The answers below are model answers. Your filenames and rule names may differ. What should stay stable is the shape of the explanation:

  • start from the target and file contract
  • use one piece of workflow evidence
  • explain the repair in terms of truth, ownership, or publication

Answer 1: Explain why one rule does not run

A strong answer sounds like this:

The requested target is results/final.txt. That file is produced by producer, so Snakemake schedules producer and all. The extra rule never_called publishes results/ghost.txt, but no requested target depends on that file, so it has no place in the current DAG. A dry-run proves this because never_called does not appear in the job list.

Why this is strong:

  • it starts from the requested target
  • it names the matching output contract
  • it treats the missing rule as irrelevant to the target graph, not as a mystery

Weak answers usually say only "Snakemake skipped the rule."

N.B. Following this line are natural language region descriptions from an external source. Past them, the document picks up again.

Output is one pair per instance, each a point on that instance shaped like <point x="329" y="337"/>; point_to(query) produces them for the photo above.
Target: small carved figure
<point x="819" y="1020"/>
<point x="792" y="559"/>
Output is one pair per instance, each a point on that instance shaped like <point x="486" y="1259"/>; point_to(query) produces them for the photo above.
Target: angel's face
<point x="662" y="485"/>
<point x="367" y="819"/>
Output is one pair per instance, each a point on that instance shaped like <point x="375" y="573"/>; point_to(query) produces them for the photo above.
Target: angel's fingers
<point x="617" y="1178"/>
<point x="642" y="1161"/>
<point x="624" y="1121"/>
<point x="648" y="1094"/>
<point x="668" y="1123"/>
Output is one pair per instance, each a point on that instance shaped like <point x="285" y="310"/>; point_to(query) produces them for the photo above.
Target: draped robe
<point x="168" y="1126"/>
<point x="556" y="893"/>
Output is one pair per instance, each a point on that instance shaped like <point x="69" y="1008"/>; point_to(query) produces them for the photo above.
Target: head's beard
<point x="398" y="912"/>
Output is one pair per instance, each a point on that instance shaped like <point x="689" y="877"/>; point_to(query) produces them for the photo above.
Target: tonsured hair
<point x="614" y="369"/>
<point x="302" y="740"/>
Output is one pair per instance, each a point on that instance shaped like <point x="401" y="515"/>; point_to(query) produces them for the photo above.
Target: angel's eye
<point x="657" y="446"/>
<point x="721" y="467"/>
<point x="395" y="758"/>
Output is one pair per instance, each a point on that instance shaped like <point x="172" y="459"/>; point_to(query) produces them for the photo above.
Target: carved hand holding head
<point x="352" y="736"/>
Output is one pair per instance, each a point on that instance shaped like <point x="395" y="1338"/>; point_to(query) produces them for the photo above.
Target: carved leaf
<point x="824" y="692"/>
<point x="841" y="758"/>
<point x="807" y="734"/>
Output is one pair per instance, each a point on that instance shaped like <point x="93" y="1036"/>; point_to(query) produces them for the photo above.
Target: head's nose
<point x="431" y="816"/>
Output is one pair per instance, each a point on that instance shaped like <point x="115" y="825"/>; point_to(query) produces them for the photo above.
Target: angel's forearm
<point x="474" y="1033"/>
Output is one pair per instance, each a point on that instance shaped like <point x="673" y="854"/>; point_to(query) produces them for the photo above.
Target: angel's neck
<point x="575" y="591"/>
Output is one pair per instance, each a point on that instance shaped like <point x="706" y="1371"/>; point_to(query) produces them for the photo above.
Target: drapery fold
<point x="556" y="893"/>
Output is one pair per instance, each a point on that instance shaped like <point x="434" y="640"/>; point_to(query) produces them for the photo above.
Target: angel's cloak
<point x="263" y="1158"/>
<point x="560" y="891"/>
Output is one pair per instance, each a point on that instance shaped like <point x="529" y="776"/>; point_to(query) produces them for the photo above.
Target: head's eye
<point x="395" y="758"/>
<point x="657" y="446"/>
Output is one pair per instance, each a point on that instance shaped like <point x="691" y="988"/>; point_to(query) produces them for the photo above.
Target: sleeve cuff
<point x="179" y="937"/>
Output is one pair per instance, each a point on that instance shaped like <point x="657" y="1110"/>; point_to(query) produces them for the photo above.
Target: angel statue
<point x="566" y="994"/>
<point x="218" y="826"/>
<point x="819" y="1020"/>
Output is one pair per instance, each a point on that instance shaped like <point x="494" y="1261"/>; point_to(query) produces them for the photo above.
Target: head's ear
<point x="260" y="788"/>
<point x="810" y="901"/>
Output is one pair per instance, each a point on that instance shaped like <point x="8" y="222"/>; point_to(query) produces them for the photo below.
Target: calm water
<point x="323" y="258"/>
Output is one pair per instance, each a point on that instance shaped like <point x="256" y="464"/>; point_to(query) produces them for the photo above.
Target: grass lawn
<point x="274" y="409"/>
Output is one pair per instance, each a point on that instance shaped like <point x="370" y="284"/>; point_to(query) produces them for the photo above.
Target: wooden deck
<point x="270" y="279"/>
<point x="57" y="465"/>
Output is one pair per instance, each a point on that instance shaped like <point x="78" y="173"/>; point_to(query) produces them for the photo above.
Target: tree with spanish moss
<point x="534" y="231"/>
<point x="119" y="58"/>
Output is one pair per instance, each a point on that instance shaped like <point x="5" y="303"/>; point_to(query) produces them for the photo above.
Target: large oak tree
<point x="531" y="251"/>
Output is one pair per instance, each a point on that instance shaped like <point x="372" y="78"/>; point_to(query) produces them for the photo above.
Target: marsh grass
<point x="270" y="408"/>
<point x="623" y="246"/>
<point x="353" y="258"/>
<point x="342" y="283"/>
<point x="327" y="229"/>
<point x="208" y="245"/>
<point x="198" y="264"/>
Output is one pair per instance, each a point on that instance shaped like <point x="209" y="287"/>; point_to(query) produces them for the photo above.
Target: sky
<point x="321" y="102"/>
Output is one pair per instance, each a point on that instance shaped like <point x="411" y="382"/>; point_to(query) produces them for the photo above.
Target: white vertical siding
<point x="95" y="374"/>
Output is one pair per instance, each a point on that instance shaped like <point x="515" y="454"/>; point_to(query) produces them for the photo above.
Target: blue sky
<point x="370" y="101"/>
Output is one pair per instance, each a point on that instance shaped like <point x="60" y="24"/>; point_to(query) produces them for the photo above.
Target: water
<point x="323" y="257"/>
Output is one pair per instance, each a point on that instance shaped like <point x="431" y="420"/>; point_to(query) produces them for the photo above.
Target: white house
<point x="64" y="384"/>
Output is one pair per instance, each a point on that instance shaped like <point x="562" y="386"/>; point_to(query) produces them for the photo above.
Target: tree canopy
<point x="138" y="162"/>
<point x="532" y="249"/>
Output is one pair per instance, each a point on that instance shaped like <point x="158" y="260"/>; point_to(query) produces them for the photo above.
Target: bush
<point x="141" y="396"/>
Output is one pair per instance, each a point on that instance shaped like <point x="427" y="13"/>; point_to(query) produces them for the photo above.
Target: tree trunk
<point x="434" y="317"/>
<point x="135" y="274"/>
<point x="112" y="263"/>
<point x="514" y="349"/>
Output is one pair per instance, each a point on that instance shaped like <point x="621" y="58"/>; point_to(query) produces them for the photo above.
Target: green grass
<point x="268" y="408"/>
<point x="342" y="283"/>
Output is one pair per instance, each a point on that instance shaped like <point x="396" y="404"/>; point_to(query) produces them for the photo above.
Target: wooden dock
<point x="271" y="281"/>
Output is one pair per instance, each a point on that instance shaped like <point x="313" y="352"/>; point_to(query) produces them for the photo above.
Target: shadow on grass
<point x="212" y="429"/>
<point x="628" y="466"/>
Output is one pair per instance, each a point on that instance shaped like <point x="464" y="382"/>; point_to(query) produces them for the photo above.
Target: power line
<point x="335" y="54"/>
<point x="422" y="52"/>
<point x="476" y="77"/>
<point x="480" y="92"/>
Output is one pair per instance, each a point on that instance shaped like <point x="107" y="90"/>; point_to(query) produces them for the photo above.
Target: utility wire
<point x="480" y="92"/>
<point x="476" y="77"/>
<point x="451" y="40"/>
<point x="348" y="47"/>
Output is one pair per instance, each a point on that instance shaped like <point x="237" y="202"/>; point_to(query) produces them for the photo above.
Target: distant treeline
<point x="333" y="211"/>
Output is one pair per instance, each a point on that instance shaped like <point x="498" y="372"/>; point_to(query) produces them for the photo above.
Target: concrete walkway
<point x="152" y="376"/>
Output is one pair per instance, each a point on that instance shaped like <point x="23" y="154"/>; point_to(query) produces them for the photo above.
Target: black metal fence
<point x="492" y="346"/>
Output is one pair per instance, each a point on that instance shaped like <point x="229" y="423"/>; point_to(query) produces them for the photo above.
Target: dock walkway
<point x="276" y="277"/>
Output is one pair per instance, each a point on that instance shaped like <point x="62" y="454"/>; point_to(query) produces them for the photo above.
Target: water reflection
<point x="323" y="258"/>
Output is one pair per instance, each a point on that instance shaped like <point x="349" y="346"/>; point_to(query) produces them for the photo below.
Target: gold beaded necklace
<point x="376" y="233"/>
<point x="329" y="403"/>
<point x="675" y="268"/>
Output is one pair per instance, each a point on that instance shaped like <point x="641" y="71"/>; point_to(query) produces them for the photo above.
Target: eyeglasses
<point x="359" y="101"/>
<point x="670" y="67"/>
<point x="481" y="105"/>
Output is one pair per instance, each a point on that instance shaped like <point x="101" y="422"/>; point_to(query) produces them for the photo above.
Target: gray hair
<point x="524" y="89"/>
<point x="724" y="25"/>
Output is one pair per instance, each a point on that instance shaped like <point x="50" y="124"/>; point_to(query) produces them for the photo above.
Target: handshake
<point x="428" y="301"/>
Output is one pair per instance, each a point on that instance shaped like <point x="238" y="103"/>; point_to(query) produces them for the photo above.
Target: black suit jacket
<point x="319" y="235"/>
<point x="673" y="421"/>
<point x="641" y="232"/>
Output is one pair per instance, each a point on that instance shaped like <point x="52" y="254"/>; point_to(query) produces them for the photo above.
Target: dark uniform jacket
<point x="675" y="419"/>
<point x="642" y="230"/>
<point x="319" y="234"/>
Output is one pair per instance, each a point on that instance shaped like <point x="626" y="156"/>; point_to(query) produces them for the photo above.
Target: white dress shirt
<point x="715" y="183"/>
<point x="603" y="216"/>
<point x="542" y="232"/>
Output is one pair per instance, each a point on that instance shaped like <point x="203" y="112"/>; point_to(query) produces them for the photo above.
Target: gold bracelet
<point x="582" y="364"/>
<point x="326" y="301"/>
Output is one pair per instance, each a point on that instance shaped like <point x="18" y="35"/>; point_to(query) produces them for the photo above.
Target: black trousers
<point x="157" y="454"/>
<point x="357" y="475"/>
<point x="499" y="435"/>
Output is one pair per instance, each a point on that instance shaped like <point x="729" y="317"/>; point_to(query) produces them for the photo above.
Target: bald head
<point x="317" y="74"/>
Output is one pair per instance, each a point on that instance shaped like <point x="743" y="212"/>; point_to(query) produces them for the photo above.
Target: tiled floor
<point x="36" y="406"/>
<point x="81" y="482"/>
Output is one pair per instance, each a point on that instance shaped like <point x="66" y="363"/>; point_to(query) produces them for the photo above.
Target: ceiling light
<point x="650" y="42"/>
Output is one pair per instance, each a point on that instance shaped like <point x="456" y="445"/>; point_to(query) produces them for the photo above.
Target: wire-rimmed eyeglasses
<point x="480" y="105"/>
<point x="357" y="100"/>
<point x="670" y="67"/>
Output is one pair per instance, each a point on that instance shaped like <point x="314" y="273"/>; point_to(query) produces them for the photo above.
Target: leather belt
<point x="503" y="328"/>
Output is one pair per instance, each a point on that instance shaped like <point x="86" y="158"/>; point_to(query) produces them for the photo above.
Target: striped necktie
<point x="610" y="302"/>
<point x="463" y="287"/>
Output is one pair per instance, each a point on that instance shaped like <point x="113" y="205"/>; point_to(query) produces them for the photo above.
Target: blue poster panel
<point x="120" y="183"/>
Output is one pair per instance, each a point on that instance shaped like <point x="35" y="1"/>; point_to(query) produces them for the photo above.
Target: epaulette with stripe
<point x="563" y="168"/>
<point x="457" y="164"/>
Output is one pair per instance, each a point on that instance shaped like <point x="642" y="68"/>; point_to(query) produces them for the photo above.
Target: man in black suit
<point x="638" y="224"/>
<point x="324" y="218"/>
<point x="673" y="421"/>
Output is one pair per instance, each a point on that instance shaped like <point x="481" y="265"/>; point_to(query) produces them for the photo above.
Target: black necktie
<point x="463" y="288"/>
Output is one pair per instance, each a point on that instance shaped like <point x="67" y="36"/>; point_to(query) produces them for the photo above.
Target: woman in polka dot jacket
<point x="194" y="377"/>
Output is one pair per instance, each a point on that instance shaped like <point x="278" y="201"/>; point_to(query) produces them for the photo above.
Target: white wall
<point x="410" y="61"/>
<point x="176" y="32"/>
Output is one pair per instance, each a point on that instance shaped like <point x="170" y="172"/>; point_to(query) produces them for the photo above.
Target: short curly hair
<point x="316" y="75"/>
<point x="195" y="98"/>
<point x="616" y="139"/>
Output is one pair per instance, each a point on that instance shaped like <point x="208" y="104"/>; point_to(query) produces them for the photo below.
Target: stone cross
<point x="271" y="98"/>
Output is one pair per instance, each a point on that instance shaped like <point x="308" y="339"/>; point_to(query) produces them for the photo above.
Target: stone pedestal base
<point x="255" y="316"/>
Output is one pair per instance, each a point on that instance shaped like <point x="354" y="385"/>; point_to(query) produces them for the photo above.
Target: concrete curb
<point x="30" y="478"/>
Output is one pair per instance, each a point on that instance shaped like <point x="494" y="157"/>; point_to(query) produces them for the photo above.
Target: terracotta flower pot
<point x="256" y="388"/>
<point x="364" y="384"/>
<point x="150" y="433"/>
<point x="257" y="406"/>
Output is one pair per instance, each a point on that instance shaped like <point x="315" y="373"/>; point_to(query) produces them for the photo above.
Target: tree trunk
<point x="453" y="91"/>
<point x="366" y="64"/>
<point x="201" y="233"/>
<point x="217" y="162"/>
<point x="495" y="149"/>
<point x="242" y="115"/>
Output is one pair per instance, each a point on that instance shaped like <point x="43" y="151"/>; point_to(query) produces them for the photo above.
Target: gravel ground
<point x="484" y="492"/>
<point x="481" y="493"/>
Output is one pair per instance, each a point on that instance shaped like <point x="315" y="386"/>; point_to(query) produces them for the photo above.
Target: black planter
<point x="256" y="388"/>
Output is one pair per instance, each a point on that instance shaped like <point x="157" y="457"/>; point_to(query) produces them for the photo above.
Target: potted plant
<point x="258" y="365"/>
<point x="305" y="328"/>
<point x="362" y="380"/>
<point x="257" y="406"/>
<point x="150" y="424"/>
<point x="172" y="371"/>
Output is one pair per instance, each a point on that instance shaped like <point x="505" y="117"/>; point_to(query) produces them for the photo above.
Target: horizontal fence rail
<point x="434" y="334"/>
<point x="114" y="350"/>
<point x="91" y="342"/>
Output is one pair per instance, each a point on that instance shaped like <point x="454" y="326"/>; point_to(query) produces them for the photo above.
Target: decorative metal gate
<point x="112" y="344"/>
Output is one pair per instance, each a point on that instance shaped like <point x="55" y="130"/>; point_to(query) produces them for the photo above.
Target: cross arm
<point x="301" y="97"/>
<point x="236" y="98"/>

Answer 2: Prove convergence and then break it

A strong answer shows both states clearly.

Example answer shape:

  • converging state:
  • run snakemake
  • then run snakemake -n
  • expected evidence: "Nothing to be done."
  • broken state:
  • add a changing tracked value such as time.time() in params
  • rerun snakemake -n
  • expected evidence: the rule is planned again
  • explanation:
  • "the tracked rule meaning changes each parse because the parameter is not stable"
  • repair:
  • "remove the unstable value from the rule meaning or move a stable version of it into config"

Why this is strong:

  • it proves both behaviors with the same evidence route
  • it explains non-convergence as unstable tracked meaning rather than as random behavior

Answer 3: Diagnose one wildcard ownership problem

A strong answer names the ownership defect directly.

Example:

The output pattern results/{x}.txt is too broad because both r1 and r2 can claim results/test.txt. The issue is not merely a brace problem; it is ambiguous file ownership. I would redesign the paths so the rules publish different artifact families, such as results/report/{x}.txt and results/qc/{x}.txt. A dry-run or rule graph then shows one clear owner per output family.

Why this is strong:

  • it identifies ambiguity as a file-ownership problem
  • it fixes the path design instead of hiding the issue with precedence tricks

Answer 4: Separate workflow meaning from execution policy

A strong answer shows one value on each side of the boundary.

Example:

  • config value:
  • samples: [A, B]
  • reason: changing it changes which outputs the workflow is supposed to build
  • profile value:
  • cores: 4
  • reason: changing it alters execution behavior, not the meaning of results
  • validation example:
  • "a schema would catch a misspelled required key like samplez before any job runs"
  • review explanation:
  • "the split makes it easier to review whether a change alters workflow meaning or only the operating context"

Why this is strong:

  • it makes the semantic-versus-policy split explicit
  • it shows why early validation is humane, not just formal

Answer 5: Repair a poison output

A strong answer contrasts the broken and repaired publication contracts.

Example:

  • broken shape:
  • the rule writes directly to results/report.txt and then exits with failure
  • repaired shape:
  • write to results/report.txt.tmp
  • rename to results/report.txt only after success
  • evidence route:
  • keep a per-job log such as logs/report.log
  • explanation:
  • "the repaired version is safer because downstream users either see a complete final output or no final output at all"

Why this is strong:

  • it explains publication trust, not just shell mechanics
  • it leaves behind evidence for the next investigation

What all five answers should have in common

The best Module 01 answers usually do five things:

  1. they explain behavior from the target surface backward
  2. they point to a concrete evidence route such as -n, --summary, --rulegraph, or a per-job log
  3. they distinguish tracked meaning from hidden or unstable state
  4. they treat wildcard problems as ownership problems
  5. they treat final outputs as published artifacts that must be trustworthy

If your answers do those five things, you are learning the module in the right direction.